All that fitted to a car that weighed just 900kg.
Goodwin continued: “The five-speed gearbox was made by March and the gears themselves are straight-cut with no synchromesh. First gear is left and back, with the other four in an H pattern. We’re before the days of sequential transmission here.
“The throttle is a little sticky and quite heavy, so there’s a loud yelp from the V12 as we creep forward.
“The tyres are 11-year-old intermediates, and are not the most grippy. It’s like driving on ball bearings.
“In first gear, the engine just screams as the wide Dunlops spin all that torque away into the puddles. Same thing happens in second gear. The car doesn’t try to step sideways, although I bet it would if its nervous driver didn’t lift off the throttle and let the tyres find grip again.
“The Tarmac is rather cruddy at this old US air base, and the Dunlops follow the cracks all over the place. But when we’re really moving, the car starts to track straight.

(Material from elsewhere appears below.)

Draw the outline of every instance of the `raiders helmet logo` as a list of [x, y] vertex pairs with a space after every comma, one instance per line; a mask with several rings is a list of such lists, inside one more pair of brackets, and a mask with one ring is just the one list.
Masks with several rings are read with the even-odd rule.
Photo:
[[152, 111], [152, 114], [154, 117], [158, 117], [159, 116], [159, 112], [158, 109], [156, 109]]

“The steering is light and very accurate. In spite of our incredible rate of progress down the straight, I try not to grip the Momo steering wheel too firmly, letting it wriggle and squirm as the odd bump deflects a wheel.
“After a few runs, I don’t mind it jiggling a bit, because the car itself feels like it’s running on a Scalextric track.”
Anyone can floor a pedal, but braking the XJR-9 was the delicate art. One of the victors of that ’88 race, Wallace, said: “The whole thing about Le Mans, especially at night, is knowing exactly where you are on the circuit.
“There are three braking boards at the end of Mulsanne, and I brake at the second one. It’s a disaster if you miss the first and think the second is it. Then you’re in the fertiliser.
“It was actually easier before they put the chicanes in. As soon as you went up the hill under the Dunlop bridge you knew that you had to brake. It was easier because that point was so obviously marked.
“My favourite cars were from the era when racing sports cars were really Formula 1 cars with a sports car body stuck on, but I loved the XJR-9, too, especially its engine. Proper clean downforce, too, but still very slippery.
“The only thing you really had to watch for was losing the car in high-speed corners. You could afford to get a bit sideways in slow corners, but in faster ones, the tail-heavy Jag would spin really easily and it was difficult to catch.”
That last bit came as no surprise to Autocar’s man. On a small circuit section of the aerodrome, “I had been whizzing out of the hairpin with a bit of a slide, then straightening it up and going through the gearbox with stacks of revs on,” he said.
“You don’t use the clutch on the way up the 'box; just a lift off the throttle. God it sounds good. Of course I’m getting cockier and cockier, imagining that I’m at Le Mans. Then suddenly I’m looking at the track from totally the wrong angle and going backwards at some rate. It’s true what they say, you do seem to accelerate on wet grass. Eventually, it stops. I gingerly drive the car back onto the Tarmac, wheels spinning all the way.”